DEVOCIÓN Y ESPECTÁCULO
La Semana Santa española se ha convertido en una mezcla de
sentimiento y fiesta, devoción, espectáculo y negocio, que haría muy difícil
cumplir a Rita Maestre aquella amenaza de “arderéis como en el treinta y seis”.
No precisamente porque los creyentes fueran contra ella, que ya están
acostumbrados a poner la otra mejilla y aguantar a los sin Dios, sin Patria y
sin conciencia, sin el menor atisbo de violencia. A Rita le harían un auto de fe los miles de pequeños
y grandes negocios que esperan esta celebración como agua de mayo, porque los
millones de españoles que se desplazan
en estos días ayudan a la distribución de la riqueza y no digamos de
los miles de extranjeros que aunque solo
sea por el singular espectáculo, único en el mundo, nos invaden en estos días
con sus cámaras fotográficas.
La Semana Santa española es un reclamo turístico donde cada
vez son menores el sentimiento y la devoción y mayores la pompa y boato, porque
del espectáculo ofrecido dependen los ingresos obtenidos, de los que la Iglesia no sale mal librada. Ya en
1980 se declararon Semana Santa de interés turístico internacional las de
Cuenca, Málaga, Sevilla y Valladolid y ya van por veinticinco las así
catalogadas. A estas hay que unir otras cuantas con título nacional y otras
muchas con título regional. La Semana Santa en España es un museo al aire libre
donde se puede contemplar la grandiosa riqueza de nuestra imaginería, la que se
libró de las guerras y la que ha sido creada con posterioridad.
Desde la sobriedad de la Semana Santa castellana hasta la
manifestación de luz y color de la andaluza y levantina, hay toda una variedad
de matices para deleite de los que, ajenos al fondo religioso de la
celebración, ven en la calle una manifestación de arte imposible de contemplar
en ningún otro lugar del mundo. Es como
una competición nacional en la que cada Cofradía muestra al pueblo el arte
intrínseco de sus imágenes y la creatividad de su puesta en escena, desde la
sencillez del hábito y el capirote hasta las ricas galas de legiones romanas y
múltiples bandas de cornetas y tambores, que junto con las dolidas saetas
añaden sentimiento y música a cada “paso”.

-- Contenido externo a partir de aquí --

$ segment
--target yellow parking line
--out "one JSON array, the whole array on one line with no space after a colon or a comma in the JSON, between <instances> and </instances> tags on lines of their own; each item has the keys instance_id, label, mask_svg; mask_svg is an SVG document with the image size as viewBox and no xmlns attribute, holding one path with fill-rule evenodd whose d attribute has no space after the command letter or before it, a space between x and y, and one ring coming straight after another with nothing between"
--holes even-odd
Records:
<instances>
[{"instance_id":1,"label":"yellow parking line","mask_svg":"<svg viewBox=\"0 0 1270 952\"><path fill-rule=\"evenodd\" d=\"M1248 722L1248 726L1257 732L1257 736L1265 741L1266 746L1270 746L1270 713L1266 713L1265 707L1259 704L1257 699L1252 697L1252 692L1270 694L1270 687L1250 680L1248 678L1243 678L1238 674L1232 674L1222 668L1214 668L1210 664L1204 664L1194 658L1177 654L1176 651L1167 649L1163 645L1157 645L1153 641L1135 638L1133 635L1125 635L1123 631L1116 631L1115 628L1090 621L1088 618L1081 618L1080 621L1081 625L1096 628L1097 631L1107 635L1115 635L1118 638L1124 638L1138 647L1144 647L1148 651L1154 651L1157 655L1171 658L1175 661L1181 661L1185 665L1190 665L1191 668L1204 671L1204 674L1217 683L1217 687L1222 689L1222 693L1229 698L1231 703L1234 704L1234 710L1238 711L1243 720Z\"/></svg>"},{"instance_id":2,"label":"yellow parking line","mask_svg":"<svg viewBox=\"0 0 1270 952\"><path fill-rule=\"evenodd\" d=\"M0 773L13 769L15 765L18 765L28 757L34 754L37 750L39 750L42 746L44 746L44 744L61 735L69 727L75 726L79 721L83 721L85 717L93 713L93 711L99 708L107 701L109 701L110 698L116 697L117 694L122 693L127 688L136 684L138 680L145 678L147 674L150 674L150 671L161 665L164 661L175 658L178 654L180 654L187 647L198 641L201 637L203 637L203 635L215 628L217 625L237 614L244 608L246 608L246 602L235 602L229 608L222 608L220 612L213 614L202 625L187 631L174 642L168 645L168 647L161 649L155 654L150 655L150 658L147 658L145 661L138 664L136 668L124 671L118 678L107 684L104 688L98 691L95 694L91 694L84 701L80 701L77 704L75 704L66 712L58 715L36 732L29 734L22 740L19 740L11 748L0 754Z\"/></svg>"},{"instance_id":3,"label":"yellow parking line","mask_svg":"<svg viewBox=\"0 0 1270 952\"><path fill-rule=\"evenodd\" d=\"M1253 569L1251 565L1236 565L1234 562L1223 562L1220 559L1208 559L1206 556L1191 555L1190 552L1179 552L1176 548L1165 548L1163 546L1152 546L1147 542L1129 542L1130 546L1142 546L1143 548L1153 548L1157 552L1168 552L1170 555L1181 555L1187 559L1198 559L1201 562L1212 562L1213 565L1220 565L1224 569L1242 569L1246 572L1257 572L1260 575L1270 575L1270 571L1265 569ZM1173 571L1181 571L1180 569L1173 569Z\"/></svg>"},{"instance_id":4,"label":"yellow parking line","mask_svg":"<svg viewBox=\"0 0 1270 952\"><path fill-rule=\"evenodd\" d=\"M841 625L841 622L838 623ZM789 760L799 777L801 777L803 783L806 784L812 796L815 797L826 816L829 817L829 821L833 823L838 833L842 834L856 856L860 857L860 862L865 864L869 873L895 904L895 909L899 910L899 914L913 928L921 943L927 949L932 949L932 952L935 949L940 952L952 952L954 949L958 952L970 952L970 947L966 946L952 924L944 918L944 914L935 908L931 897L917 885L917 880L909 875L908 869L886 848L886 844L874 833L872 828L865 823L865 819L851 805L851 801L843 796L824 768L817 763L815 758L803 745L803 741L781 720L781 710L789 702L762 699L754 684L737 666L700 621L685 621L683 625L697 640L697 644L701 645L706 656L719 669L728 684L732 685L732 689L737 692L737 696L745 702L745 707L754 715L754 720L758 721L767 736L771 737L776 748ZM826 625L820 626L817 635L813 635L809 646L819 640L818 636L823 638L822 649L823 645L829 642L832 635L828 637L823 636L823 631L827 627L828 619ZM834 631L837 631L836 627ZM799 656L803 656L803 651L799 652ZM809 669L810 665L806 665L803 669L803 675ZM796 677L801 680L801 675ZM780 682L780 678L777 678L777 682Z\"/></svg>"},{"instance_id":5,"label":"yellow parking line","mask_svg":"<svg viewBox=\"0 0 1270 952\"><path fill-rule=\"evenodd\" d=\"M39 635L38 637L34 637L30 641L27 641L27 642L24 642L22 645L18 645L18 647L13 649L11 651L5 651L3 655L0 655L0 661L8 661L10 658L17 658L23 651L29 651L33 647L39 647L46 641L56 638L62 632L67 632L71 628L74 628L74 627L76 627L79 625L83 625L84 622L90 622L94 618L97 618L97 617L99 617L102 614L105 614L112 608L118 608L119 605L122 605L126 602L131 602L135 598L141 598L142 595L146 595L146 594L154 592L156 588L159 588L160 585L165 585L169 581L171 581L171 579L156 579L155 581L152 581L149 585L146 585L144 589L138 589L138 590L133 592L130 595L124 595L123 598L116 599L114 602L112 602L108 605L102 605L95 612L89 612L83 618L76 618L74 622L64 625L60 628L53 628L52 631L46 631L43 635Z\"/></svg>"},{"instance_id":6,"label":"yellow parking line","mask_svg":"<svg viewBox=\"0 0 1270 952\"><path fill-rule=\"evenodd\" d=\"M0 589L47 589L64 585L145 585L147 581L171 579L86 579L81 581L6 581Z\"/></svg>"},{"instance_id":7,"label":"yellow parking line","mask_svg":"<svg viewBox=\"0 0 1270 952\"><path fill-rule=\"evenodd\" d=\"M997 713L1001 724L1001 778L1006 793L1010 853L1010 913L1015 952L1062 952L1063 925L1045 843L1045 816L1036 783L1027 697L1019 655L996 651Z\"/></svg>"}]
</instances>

Desde los tiempos en que al paso de las procesiones cerraban
la puerta los bares –y los jóvenes nos quedábamos dentro- hasta estos nuevos
tiempos en los que se colocan a lo largo de la calle asientos y gradas para
verlas pasar y en las terrazas de los bares son pocos los que se levantan respetuosamente
al paso de las imágenes y muchos los que continúan la fiesta ajenos a todo lo
que no es propiamente suyo, han pasado muchos años, los sentimientos religiosos
se han debilitado y las nuevas generaciones permaneces ajenas en gran parte a
los que en su día fueron valores fundamentales para sus progenitores.
Quizás sea este el tributo que hay que pagar por mantener una
celebración que cada día va más en auge a pesar de los intentos de
desprestigiarla que desde algunos centros de poder y otras bandas de
energúmenos se han esforzado en conseguir. El recogimiento, la devoción y la
interpretación de cada momento como recreación de aquella semana que fue el
embrión de nuestra fe se está perdiendo en aras a otros valores menos profundos y
trascendentales que mueven a la sociedad moderna y España es algo así como aquel
templo de Jerusalén en el que es
imposible desalojar a los mercaderes.